Compliance with that state or federal law shall be deemed compliance
with this section with regard to those subjects. This paragraph does
not relieve a business from a duty to comply with any other
requirements of other state and federal law regarding the protection
and privacy of personal information. 
   (f) For purposes of this section, "reasonable security procedures
and practices" as they pertain to the storage and transmission of
private data shall require, at a minimum, the encryption of that
information to the degree that any reasonably prudent business would
provide, taking into account factors, including, but not limited to,
the business' size, available technology, publically available threat
information, generally accepted standards, and the customs and
practices of the specific industry within which the business
operates, to the extent commercially reasonable.  
   (g) The Department of Justice may, at its discretion, specify
security procedures and practices, including related technical
standards, that it deems to be presumptively reasonable within a
particular industry.  
  SECTION 1.    Section 1798.3 of the Civil Code is
amended to read:
   1798.3.  As used in this chapter:
   (a) "Personal information" means any information that is
maintained by an agency that identifies or describes an individual,
including, but not limited to, his or her name, social security
number, physical description, home address, home telephone number,
education, financial matters, and medical or employment history.
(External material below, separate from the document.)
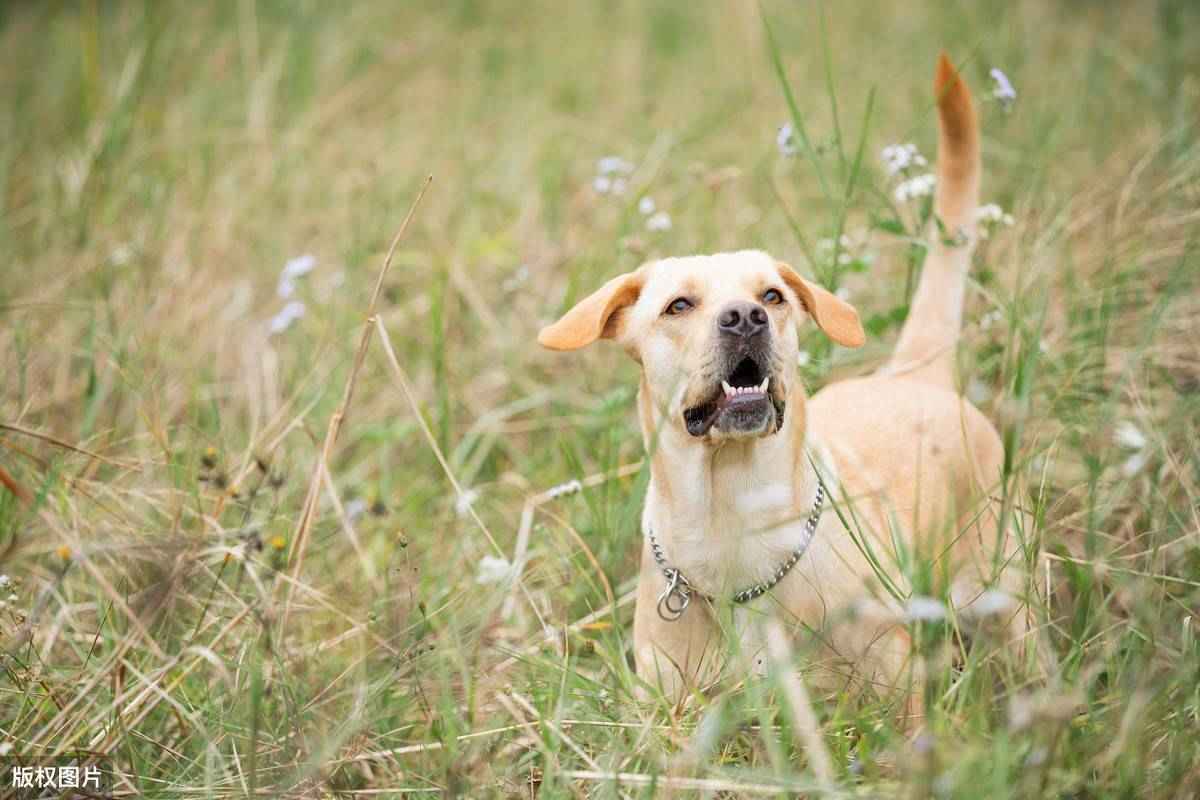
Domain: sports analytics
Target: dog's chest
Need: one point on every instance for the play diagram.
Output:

It
includes statements made by, or attributed to, the individual.
   (b) "Agency" means a state office, officer, department, division,
bureau, board, commission, or other state agency, except that agency
shall not include:
   (1) The California Legislature.
   (2) An agency established under Article VI of the California
Constitution.
   (3) The State Compensation Insurance Fund, except as to any
records which contain personal information about the employees of the
State Compensation Insurance Fund.
   (4) A local agency, as defined in subdivision (a) of Section 6252
of the Government Code.
   (c) "Disclose" means to disclose, release, transfer, disseminate,
or otherwise communicate all or any part of any record orally, in
writing, or by electronic or any other means to any person or entity.
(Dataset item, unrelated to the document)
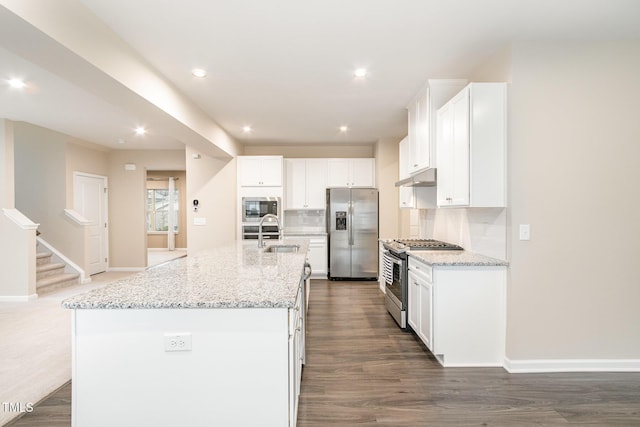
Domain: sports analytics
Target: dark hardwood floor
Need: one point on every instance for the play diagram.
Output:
(362, 370)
   (d) "Individual" means a natural person.
   (e) "Maintain" includes maintain, acquire, use, or disclose.
   (f) "Person" means any natural person, corporation, partnership,
limited liability company, firm, or association.
   (g) "Record" means any file or grouping of information about an
individual that is maintained by an agency by reference to an
identifying particular such as the individual's name, photograph,
finger or voice print, or a number or symbol assigned to the
individual.
   (h) "System of records" means one or more records, which pertain
to one or more individuals, which is maintained by any agency, from
which information is retrieved by the name of an individual or by
some identifying number, symbol or other identifying particular
assigned to the individual.
   (i) "Governmental entity" except as used in Section 1798.26, means
any branch of the federal government or of the local government.
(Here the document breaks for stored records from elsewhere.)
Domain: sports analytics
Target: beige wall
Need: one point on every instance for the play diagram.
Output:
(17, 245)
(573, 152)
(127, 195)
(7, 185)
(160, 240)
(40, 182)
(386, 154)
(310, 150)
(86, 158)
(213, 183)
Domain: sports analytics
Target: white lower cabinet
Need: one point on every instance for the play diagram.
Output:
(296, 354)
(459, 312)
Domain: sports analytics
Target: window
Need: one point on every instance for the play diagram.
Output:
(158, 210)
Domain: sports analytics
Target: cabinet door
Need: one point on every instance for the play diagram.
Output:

   (j) "Commercial purpose" means any purpose which has financial
gain as a major objective. It does not include the gathering or
dissemination of newsworthy facts by a publisher or broadcaster.
   (k) "Regulatory agency" means the Department of Business
Oversight, the Department of Insurance, the Bureau of Real Estate,
and agencies of the United States or of any other state responsible
for regulating financial institutions.